An ashtray in front of him overflowed with crushed filters. Another cigarette burned between his fingers like a fuse approaching its explosion.
He didn’t turn. “Step forward.”
The voice.
God.
Deeper. Rougher. Shredded by grief, liquor, and five years of talking to ghosts.
I walked forward until the lamplight brushed my face.
My spine was straight, my chin high—trying to look like a woman named Pen, not the corpse he buried under marble and roses.
He took a slow drag.
Exhaled. Then turned.
The cigarette stopped halfway to his mouth.

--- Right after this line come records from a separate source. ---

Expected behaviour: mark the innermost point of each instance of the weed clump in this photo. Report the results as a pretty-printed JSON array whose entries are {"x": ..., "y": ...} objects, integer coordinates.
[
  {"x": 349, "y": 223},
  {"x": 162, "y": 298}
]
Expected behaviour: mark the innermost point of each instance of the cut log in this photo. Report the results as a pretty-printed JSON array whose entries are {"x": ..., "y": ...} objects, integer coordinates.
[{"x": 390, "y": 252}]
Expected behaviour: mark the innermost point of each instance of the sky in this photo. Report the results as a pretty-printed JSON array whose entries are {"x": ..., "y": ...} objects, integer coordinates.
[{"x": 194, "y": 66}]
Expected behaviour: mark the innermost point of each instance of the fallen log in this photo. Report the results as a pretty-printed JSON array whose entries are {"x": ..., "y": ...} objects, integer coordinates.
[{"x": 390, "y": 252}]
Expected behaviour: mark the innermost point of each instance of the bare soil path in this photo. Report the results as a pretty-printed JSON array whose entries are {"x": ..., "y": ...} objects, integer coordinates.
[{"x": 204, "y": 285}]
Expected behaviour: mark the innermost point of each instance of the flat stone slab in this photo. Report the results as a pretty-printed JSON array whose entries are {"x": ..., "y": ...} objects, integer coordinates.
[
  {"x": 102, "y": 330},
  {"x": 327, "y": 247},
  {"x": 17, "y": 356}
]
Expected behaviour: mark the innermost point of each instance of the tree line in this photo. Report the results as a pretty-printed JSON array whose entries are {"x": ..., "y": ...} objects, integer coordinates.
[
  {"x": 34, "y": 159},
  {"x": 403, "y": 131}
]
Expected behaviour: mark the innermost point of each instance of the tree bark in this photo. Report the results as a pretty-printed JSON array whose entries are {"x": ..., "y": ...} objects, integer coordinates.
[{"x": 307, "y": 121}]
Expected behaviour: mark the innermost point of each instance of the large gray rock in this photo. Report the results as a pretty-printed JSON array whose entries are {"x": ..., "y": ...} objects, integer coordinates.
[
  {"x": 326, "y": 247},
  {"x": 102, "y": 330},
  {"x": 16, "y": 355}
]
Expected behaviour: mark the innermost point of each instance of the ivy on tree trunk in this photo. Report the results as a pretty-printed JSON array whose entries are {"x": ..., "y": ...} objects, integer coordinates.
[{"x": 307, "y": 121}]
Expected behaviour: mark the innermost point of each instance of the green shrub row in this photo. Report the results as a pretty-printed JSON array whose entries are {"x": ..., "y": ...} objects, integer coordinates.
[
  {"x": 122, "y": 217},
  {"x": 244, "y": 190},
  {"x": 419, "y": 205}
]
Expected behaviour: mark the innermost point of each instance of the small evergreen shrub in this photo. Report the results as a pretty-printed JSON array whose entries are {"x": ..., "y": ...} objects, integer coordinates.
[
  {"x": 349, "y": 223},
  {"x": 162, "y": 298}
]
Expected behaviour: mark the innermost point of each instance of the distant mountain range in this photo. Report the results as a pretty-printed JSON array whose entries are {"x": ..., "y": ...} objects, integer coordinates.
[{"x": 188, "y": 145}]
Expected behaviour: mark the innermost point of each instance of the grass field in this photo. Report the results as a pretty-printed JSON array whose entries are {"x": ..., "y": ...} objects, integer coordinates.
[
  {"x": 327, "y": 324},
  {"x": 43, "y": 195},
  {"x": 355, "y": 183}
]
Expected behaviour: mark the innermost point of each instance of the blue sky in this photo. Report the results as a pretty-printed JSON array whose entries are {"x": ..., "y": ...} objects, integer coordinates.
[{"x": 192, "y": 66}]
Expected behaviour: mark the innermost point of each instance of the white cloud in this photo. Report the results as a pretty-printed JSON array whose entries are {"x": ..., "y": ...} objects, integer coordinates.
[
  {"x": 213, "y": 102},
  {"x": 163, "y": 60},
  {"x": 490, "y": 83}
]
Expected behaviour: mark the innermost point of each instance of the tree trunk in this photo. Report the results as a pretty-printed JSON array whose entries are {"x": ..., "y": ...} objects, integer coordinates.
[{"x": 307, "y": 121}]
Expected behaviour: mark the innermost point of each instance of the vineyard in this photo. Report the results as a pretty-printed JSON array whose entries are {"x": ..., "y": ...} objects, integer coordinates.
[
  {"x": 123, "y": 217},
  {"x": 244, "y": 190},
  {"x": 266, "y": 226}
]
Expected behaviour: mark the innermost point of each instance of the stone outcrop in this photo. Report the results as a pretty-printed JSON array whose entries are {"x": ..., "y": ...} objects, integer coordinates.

His grip on the cigarette tightened so hard the filter crumpled. His breath hitched—so soft no one else alive could have heard it.
“Your name,” he said, voice low as a firing squad.
“Pen.”
Something flickered. Something dangerous.
One corner of his scarred mouth lifted—not in humour, but in a smile that could carve a throat.
“First,” he murmured, “you send a child who looks exactly like me to ruin my wedding...”
He leaned forward, eyes stripping me to bone.
“Then you walk in wearing the face of my dead wife—answering to the name she used to beg me to call her in bed.” His gaze darkened, pupils swallowing the grey. “Tell me, little ghost. Are you trying to mock me?”
“Mr. Volkov, I—”
He cut the air with a flick of his fingers. “Who invited you to my wedding?”
His voice had dropped to something lethal. Something ancient.
“What the fuck are you doing in my city?”
“Lake Como is open to tourists,” I said, surprising myself with my steadiness. “Last I checked.”
A jagged, humourless laugh slashed out of him.
“A tourist crashes the wedding of the century, assaults my men, and steals my phone?” He flicked ash with a sharp snap. “Try again.”
So he did know. Of course he did.
No wonder they found me so fast.
Vanya—sweet, reckless Vanya—had shoved me straight into the lion’s jaws.
“I apologize for my son’s actions,” I said, forcing my voice to stay level even as my pulse rioted. “He acted on his own and... took your phone. I’ve already reprimanded him.”
I pulled the matte-black device from my pocket, the weight of it suddenly immense, and walked toward him with an unsteady breath trapped somewhere in my chest.